Ada satu pendapat yang mengatakan orang Minangkabau merupakan amalgam dari kelompok-kelompok migran yang datang dari Asia. Ada dua kelompok yang dominan yaitu mereka yang datang dari Asia Selatan dan beragama Hindu, serta mereka yang datang dari Asia Timur, mungkin dari Tiongkok Selatan melalui Kerajaan Champa, sekarang wilayahnya berada di Vietnam Selatan, dan beragama Budha Mahayana. Hal ini masuk akal, karena terlihat betul pengaruh budaya India dan Tiongkok dalam artefak budaya Minangkabau. Misalnya dalam penyebutan nama tempat, Koto yang berasal dari bahasa Sansakerta katta artinya benteng, atau dalam ornamen baju pengantin yang terlihat betul pengaruh budaya Tiongkoknya. Koto-Piliang adalah mereka yang berasal dari Asia Selatan dan penduduk asli Sumatera yang mau mengadopsi kepercayaan dan tata-kelola yang dipengaruhi oleh agama Hindu. Sedangkan Bodi-Caniago adalah mereka yang berasal dari Asia Timur dan kelompok-kelompok lain yang mengadopsi tata-kelola masyarakat berdasarkan agama Budha.
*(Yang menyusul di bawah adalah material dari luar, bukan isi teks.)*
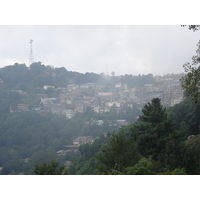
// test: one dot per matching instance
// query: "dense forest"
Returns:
(160, 141)
(163, 142)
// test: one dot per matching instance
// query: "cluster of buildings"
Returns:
(75, 98)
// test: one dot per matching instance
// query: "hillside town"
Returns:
(76, 98)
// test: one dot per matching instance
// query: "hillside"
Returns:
(44, 111)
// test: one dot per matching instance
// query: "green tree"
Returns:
(118, 153)
(50, 169)
(191, 81)
(153, 129)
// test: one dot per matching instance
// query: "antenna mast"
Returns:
(31, 53)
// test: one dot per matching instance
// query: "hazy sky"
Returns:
(124, 49)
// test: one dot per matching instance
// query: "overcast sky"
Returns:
(124, 49)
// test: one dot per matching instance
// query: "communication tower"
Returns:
(31, 53)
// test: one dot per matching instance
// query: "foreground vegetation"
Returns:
(156, 144)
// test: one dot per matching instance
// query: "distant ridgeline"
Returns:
(21, 77)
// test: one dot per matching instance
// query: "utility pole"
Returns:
(31, 53)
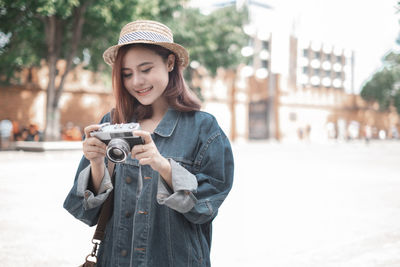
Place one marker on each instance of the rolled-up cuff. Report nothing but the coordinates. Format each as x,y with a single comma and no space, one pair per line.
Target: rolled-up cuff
184,184
90,200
Karena Emak adalah anak perempuan pertama dari satu-satunya anak perempuan di rumah gadang, maka ia sangat dimanja oleh para pamannya. Menurut cerita Emak, ketika kecil dia jarang sekali menginjak tanah karena selalu digendong oleh para pamannya yang jumlahnya 9 orang. Jarak umur Emak dengan dua adiknya pun cukup jauh, sehingga Emak sempat lama menjadi anak tunggal yang dimanjakan seluruh keluarga.
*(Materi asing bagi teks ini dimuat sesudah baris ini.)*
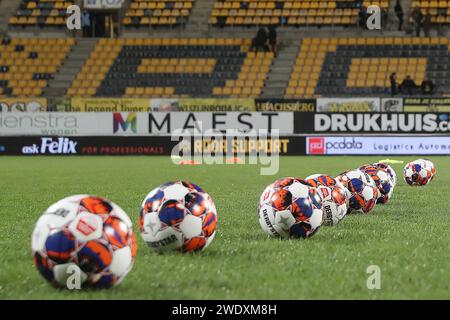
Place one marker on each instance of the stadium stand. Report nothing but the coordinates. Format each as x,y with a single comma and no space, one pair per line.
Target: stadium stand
26,65
438,9
289,12
158,12
361,66
173,67
41,13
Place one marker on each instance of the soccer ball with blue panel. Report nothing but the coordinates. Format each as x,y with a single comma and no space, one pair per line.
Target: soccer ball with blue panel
178,216
85,236
290,207
335,197
363,190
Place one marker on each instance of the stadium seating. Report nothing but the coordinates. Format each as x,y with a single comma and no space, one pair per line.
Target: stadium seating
157,12
288,12
41,12
438,9
361,66
172,67
27,64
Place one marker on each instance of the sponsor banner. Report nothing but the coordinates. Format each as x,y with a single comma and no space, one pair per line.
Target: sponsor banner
23,104
378,145
202,105
283,145
373,123
216,105
103,4
55,123
348,104
392,105
139,123
295,105
110,105
426,104
162,123
162,145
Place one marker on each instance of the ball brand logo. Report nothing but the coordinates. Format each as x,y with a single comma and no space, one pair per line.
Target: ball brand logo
324,192
316,146
49,146
86,226
128,125
328,212
163,242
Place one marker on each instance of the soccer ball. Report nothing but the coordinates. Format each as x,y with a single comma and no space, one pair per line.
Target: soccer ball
383,181
364,192
178,216
85,235
389,170
334,197
419,172
290,207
Setiap keluarga Minang adalah bagian dari satu paruik (secara harfiah artinya “perut”) yang berasal dari satu nenek, dan tinggal dalam satu Rumah Gadang. Setiap paruik merupakan bagian dari Jurai yang tinggal dalam Rumah Gadang berbeda atau Nagari yang berdekatan, akan tetapi berasal dari satu nenek moyang. Jurai adalah bagian dari Suku yang tersebar di berbagai Nagari dan Luhak.

Supayang dan Rumah Gadang Suku Malayu mendapat tempat dalam sejarah karena jasa Prof. P.J. Veth yang pernah tinggal di sana selama dua minggu pada tahun 1878. Foto-foto mereka dapat ditemukan dalam koleksi KITLV di Universitas Leiden di Belanda.

Suku Malayu termasuk suku Minangkabau yang terbesar populasinya. Mereka ada di zona inti Minangkabau (Luhak nan Tigo), maupun di Rantau darek dan rantau pasisia. Oleh karena itu suku Malayu terpecah ke dalam banyak sub-suku. Beberapa yang tercatat adalah Malayu Panai, Malayu Gadang, Malayu Gantiang, Malayu Badarah Putiah, Malayu Bungo, Malayu Gandang Perak, Malayu Kumbuak Harum. Dalam satu percakapan Emak pernah mengatakan bahwa keluarga kami berasal dari sub-suku Malayu Korong Gadang.

Mandangut gelar Datuk Khatib Rajo, Wali Nagari Supayang dari Suku Malayu, 1878
(Sumber: KITLV)

Rumah Gadang keluarga Emak dibangun pada tahun 1854 ketika Datuk Khatib Manjalani menjadi Tuanku Lareh. Rumah itu dibangun dari satu pohon besar yang diambil dari Rimbo Aia Busuak. Menurut cerita tutur di Nagari Supayang, besarnya pangkal pohon itu dapat digunakan untuk menjemur 150 sukat padi, atau kurang lebih 12 meter persegi. Lokasi rimba ini masih harus dikonfirmasikan kembali. Pencarian dengan mesin pencari menemukan Aia Busuak di Nagari Saniangbaka yang berada di tepi Danau Singkarak. Jarak Saniangbaka ke Supayang 50 kilometer. Kabarnya diperlukan waktu tujuh tahun untuk membawa batang pohon itu dari Rimbo Aia Busuak ke Supayang. Nenek Datuak Tuanku Lareh itu ternyata sangat terkesan dengan kapal-kapal Belanda yang berlabuh di Teluk Bayur. Oleh karena itu, ia membuat anjuang, bagian paling atas dari Rumah Gadang dan biasanya dihuni oleh perempuan yang baru menikah, seperti anjungan kapal Belanda.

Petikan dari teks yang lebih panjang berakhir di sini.